Understand the result
Enterprise Knowledge Graph writes results into a new BigQuery table for every job. This is a snapshot of the data at the time the job is executed. By default, every job generates a random cluster_id
for each entity cluster. However, if you want to keep the ID stable among different job runs, use the previous BigQuery result table
advanced option.
Output Schema
Field name | Type | Description |
---|---|---|
cluster_id | STRING | This cluster ID is a private knowledge graph machine ID (MID) assigned to this cluster of records. It can be used to uniquely identify the record in your dataset. You can use the Previous BigQuery table in the Advanced Options to keep this cluster_id stable and consistent across multiple runs. |
source_name | STRING | The source name specified in the input configuration, to help you join dataset together. |
source_key | STRING | The unique key in your source table, to help you join dataset together. |
confidence | FLOAT | Confidence score that determines how strongly these records belong to this cluster. |
assignment_age | INTEGER | Used internally for cluster_id (MID) stabilization across different jobs. |
cloud_kg_mid | STRING | The Google Cloud Knowledge Graph linked entity MID. You could use this MID as your permanent ID or look up additional details from Cloud Knowledge Graph API. |
Use SQL to join the dataset together
Enterprise Knowledge Graph outputs grouped entities by cluster ID. The simplest way to view the result is by using the cluster ID to "group by" your result. The following example performs a quick sanity check by joining the output table with the original table.
# get all entity clusters
SELECT distinct (cluster_id) FROM `ekg-test.<dataset>.clusters_9425187210682344597` order by cluster_id LIMIT 1000;
# join data with original table
SELECT confidence, RS., SRC. FROM `ekg-test.<dataset>.clusters_9425187210682344597` as RS join `ekg-api-test.demo.organization` as SRC
on RS.source_key = SRC.source_key where cluster_id = "r-02b72jsgrbws18";
This entity cluster represents two different records that belong to the same cluster.
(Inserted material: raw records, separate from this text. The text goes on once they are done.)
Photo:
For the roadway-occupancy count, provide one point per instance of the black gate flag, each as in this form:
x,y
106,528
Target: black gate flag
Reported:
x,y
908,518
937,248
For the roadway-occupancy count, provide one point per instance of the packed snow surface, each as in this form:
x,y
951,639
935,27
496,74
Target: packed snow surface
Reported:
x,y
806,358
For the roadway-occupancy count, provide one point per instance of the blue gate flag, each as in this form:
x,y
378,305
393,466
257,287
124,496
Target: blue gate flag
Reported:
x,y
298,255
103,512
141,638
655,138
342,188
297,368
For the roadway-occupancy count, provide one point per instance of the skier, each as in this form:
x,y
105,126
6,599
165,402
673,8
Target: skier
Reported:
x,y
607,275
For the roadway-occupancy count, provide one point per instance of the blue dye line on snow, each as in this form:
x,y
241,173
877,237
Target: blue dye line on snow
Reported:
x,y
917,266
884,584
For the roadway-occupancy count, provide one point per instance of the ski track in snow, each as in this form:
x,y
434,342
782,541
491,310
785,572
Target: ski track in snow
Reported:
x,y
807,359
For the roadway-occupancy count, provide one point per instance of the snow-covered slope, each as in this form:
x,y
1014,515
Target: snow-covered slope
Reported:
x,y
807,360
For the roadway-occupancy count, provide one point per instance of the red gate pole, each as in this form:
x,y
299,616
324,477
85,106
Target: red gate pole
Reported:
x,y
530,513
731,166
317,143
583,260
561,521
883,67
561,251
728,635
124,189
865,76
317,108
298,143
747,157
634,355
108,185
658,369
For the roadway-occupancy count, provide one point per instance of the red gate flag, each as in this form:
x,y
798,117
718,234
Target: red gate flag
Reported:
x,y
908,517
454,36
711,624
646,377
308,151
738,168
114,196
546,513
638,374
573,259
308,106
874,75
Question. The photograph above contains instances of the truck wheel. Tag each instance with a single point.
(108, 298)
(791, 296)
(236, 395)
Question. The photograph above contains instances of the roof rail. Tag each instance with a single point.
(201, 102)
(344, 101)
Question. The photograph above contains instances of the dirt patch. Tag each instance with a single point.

This same cluster_id
signals that these two records should be joined and merged.
Measure success
Pair-wise
Precision: Ratio of distinct entities incorrectly identified as similar false positives (easier to detect by manual inspection).
Recall: Ratio of similar entities that aren't identified as false negatives or harder to detect.
Cluster V-measure
Cluster V-measure: (1 + beta) * homogeneity * completeness / (beta * homogeneity + completeness) where beta=1.
Cluster Homogeneity: Ratio of clusters that have entities belonging to the same entity.
Cluster Completeness: Ratio of clusters in which all entities belonging to the same entity are placed into the same cluster.